Разговор на большой террасе палаццо д'Империале; Воровский, Красин.

Боровский. Конечно, каждое обещание относительно, но уместен вопрос: не много ли Чичерин посулил Ллойд Джорджу?

Красин. В каком смысле?

Воровский. Сказать, что мы вернем иностранным владельцам их собственность в России, значит дезинформировать и их и в какой–то мере себя. Оправдан этот шаг?

Красин. А мы спросим Чичерина — вот он… (Входят Чичерин и Рудзутак.) Георгий Васильевич, мы о письме Ллойд Джорджу… Да есть ли в нем смысл, в этом письме?

Чичерин (задумался — он точно разговаривает сам с собой). Надо понять: не в наших интересах прерывать диалог с Антантой. Чтобы он был продолжен, в нашей позиции должно возникнуть нечто новое… Именно это новое может явиться внешним поводом к возобновлению диалога…

Красин. Но может оказаться, что мы исчерпали наши резервы и нет возможности отыскать это новое…

Чичерин. Надо дать себе отчет: тогда у нас нет надежд возобновить диалог… Совершенно нет надежд. Это нам надо?

Красин. Нет, разумеется, но это новое не должно стоить нам принципов…

Рудзутак.
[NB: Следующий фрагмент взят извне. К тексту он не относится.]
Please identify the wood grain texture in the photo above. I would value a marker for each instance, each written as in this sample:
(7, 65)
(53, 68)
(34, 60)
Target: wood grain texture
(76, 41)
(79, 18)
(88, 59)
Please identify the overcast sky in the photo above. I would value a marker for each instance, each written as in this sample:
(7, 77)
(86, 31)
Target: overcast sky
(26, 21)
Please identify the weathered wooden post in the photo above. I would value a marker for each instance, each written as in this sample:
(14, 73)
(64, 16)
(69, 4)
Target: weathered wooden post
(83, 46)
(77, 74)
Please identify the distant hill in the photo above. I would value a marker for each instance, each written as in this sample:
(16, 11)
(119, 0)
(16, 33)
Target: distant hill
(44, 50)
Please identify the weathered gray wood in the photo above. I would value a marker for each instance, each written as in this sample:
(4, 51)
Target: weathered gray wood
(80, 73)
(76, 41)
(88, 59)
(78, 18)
Все верно: не должно стоить нам принципов…

Я не видел Хвостова целую вечность, но сегодня, когда очередная почта уходила в Москву и в чичерин–ском кабинете начался аврал, Хвостов пришел со связкой пакетов как ни в чем не бывало. Он ответил на мой поклон весьма дружелюбно и выпростал из связки один за другим все пакеты, пододвигая их Георгию Васильевичу.

— Вам не следует беспокоиться, Георгий Васильевич, все будет отослано вовремя, — произнес он, склонившись над, пакетами. — Нет сопроводительного письма? Я все сделаю, для меня это не проблема, как не проблема и для вас, Георгий Васильевич, — в сравнении с вашими бессонными ночами что значит моя одна?

Он принял из рук Чичерина связку с пакетами и вышел, мы остались одни.

— Я думал, что наши отношения с Хвостовым испорчены навсегда, оказывается, нет, — произнес Чичерин, будто бы склоняя меня поддержать его, он был очень заинтересован в том, чтобы я его поддержал. — А знаете, в чем дело? В доброй воле! Добро может победить все… Вы так не думаете?

— Нет, Георгий Васильевич.

— Почему, простите? Разве добро не всесильно?

— Хочу верить, что добро всесильно, хотя не следует умалять и силы зла.

Чичерин выключил свет настольной лампы — он мешал ему думать.

— Это обида?

— Хуже, Георгий Васильевич.

— Злопамятство?

Мне трудно было ответить на его вопрос утвердительно — такой ответ разил прежде всего Чичерина, но, наверно, такой ответ был ближе всего к истине.